When you live and breathe Riesling, one of the recurring story that we talk about all the time is the many different types (read residual sugars) of Rieslings and how they all have a place at your wine table. This is a theme that we have tried to convey on the package of our main line of Riesling through the clear use of descriptors on the label such as “Dry” or “Sweet” because we want our customers to understand what they are buying (not a given in the wine business sometimes). For the record most folks out there told us we were crazy to use the word “Sweet” on a label and now you can see the numbers of wineries following our lead. Our leadership in this arena is also shown in the very early use of the International Riesling Foundation taste (sweetness) scale on all our Rieslings back labels – a scale that we’ve helped develop with Dan Berger and the team at the IRF.
Why all that matters would you ask? Well, it does matter (at least to us) because it is not always easy to convince some crowds to love, buy and sell several types of Rieslings. we have many cro-magnon folks out there that either think that all Rieslings are sweet and/or believe that sweet wines are waaayyy below them. Often those prehistoric thinkers believe that consumers needs to be categorized as a “cab drinker” or a “dry white drinker”; they love to categorize the world of drinkers like marketers categorize populations (by the way try the Claritas prizm marketing segmentation to see how those people like to categorize everything). If you are like me and enjoy many ways of life, you probably understand that there is a time for dry aromatic whites, a time for sweeter wines and a time for a red wine (OK, maybe not many occasion for red wines but I have to be open minded since this is what I am preaching). This is why I do not believe that most wine drinkers fall into one type of Riesling and that Riesling has to be sweet – I believe most people like many styles of Riesling though, I admit, wine drinkers might have a primary attachment to any given kind. There is a Riesling for Everything has we say at Pacific Rim that all have different Riesling for being.
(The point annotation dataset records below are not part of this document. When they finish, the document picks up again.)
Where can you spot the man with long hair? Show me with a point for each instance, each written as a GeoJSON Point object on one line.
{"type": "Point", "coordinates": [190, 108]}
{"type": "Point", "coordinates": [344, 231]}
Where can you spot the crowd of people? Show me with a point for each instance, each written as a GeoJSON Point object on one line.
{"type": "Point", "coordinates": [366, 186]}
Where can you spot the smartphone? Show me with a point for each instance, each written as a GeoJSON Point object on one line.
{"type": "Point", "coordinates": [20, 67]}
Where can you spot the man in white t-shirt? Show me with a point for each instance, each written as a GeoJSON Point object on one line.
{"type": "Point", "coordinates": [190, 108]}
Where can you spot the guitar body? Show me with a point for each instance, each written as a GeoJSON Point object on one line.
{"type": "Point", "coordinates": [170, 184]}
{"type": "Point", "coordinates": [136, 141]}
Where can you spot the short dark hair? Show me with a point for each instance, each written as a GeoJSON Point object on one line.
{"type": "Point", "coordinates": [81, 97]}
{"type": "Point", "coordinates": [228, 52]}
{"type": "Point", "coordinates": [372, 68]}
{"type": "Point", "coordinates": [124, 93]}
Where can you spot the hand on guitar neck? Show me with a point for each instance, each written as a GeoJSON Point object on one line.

Based on the unequivocal principle that all Riesling are not born equal and they are made for different occasions and food pairing, we are claiming that all decent wine lists and all decent wine shelves HAVE TO CARRY SEVERAL STYLES OF RIESLINGS and that, at a minimum, the price of entry in order to graduate from prehistoric behavior is to carry a Dry, a medium Dry (often just labeled “Riesling” in the USA) and a Sweet Riesling – 3 Rieslings for being. Note 1: a Sparkling and a dessert style in the set would be swell, but I won’t get mad at you for not having them – at least not yet. Note 2: Several Riesling regions (Mosel, Washington State, Eden Valley Australia etc…) would also be nice.